Oh, Jeffycakes and Jason get recognition, but I don't? I see how it is, Boober!! Screw you, too!! :cry:

[action=TomAwesome]has had a few to drink [/action]


----------



## Jason (Nov 16, 2007)

[action=Jason]has rep'd everyone [/action]


----------



## The Dark Wolf (Nov 16, 2007)

[action=The Dark Wolf]thinks Tom just happened to fall in the middle, proving he ain't so awesome. [/action]

How's that for recognition?


----------



## TomAwesome (Nov 16, 2007)

The Dark Wolf said:


> [action=The Dark Wolf]thinks Tom just happened to fall in the middle, proving he ain't so awesome. [/action]
> 
> How's that for recognition?



You will pay.


----------



## The Dark Wolf (Nov 16, 2007)

Hey, you're at least in the ball park of Awesome.
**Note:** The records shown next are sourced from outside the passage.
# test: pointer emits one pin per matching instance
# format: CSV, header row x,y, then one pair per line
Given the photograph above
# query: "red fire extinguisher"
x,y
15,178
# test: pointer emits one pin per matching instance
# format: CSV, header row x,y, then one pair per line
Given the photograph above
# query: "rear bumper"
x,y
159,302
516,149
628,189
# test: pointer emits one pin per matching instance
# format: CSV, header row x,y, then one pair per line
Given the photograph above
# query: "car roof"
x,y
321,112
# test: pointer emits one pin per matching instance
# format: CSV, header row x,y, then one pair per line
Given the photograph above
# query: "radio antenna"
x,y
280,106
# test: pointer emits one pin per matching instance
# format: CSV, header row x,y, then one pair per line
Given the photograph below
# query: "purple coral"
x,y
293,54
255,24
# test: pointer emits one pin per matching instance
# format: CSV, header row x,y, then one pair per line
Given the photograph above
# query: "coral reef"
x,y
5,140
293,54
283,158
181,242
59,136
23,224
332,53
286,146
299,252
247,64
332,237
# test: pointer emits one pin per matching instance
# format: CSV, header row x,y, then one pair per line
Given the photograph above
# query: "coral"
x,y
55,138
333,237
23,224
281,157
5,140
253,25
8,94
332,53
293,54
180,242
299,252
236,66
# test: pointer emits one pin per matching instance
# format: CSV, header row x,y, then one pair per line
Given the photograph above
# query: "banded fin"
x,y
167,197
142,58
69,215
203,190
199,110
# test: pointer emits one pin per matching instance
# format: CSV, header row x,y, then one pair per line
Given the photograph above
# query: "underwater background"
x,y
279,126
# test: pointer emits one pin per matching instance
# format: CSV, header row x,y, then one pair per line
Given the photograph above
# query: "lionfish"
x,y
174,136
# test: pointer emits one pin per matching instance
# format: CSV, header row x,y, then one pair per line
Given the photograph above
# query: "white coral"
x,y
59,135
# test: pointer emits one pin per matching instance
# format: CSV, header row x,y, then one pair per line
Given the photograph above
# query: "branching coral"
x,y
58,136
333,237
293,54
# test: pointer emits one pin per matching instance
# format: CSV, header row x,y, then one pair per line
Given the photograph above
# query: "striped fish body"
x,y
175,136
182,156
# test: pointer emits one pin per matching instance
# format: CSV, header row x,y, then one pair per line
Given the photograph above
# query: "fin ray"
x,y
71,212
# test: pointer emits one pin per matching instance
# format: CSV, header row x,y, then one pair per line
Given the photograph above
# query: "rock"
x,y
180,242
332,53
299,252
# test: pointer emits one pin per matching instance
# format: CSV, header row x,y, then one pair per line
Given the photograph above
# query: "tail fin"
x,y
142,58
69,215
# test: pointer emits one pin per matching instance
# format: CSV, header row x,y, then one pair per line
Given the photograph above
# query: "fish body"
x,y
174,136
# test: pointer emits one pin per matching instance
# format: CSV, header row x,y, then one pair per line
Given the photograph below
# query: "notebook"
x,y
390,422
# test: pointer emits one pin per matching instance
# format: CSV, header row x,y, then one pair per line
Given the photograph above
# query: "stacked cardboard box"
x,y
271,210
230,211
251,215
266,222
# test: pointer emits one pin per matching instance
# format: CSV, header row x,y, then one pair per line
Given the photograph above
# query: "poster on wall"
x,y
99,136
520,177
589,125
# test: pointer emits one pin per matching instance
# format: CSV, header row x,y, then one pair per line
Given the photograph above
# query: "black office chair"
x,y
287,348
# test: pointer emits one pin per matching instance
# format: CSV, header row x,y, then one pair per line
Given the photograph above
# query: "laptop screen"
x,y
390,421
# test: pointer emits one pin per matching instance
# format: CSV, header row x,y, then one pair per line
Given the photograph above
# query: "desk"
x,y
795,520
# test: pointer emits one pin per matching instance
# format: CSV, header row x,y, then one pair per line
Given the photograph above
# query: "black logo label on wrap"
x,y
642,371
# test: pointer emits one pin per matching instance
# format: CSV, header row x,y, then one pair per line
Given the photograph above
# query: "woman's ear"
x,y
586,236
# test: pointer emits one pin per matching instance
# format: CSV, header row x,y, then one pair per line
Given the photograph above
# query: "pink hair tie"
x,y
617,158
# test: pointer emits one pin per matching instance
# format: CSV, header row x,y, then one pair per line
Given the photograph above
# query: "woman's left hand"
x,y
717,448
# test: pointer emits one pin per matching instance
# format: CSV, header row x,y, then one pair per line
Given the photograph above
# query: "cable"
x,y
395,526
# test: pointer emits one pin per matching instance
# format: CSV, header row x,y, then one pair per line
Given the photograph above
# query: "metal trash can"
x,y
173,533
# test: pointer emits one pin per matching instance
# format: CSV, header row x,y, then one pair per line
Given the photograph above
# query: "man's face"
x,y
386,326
I'm a fucking Titmouse Dwolf!


----------



## Jason (Nov 16, 2007)

Nah your mah boober


----------



## TomAwesome (Nov 16, 2007)

[action=TomAwesome]is waiting for Boober to release his _Dwolf Goes Fishing_ DVD.[/action]


----------



## The Dark Wolf (Nov 16, 2007)

Shucks, shanks fellas.


----------



## B Lopez (Nov 16, 2007)

[action=B Lopez]was wondering how the hell this was done[/action]


----------



## Jason (Nov 16, 2007)

B Lopez said:


> [action=B Lopez]was wondering how the hell this was done[/action]



[action=Jason]figured out for the both of us.[/action]


----------



## The Dark Wolf (Nov 16, 2007)

The only stupid question is the one you don't ask.


----------



## Jason (Nov 16, 2007)

It just took me FOREVER! to ask  I can't believe how long I put it off for


----------



## The Dark Wolf (Nov 16, 2007)

Holy shit. 


Good ol Uncle Dorf. He said he was gonna burn that, the fucker.


----------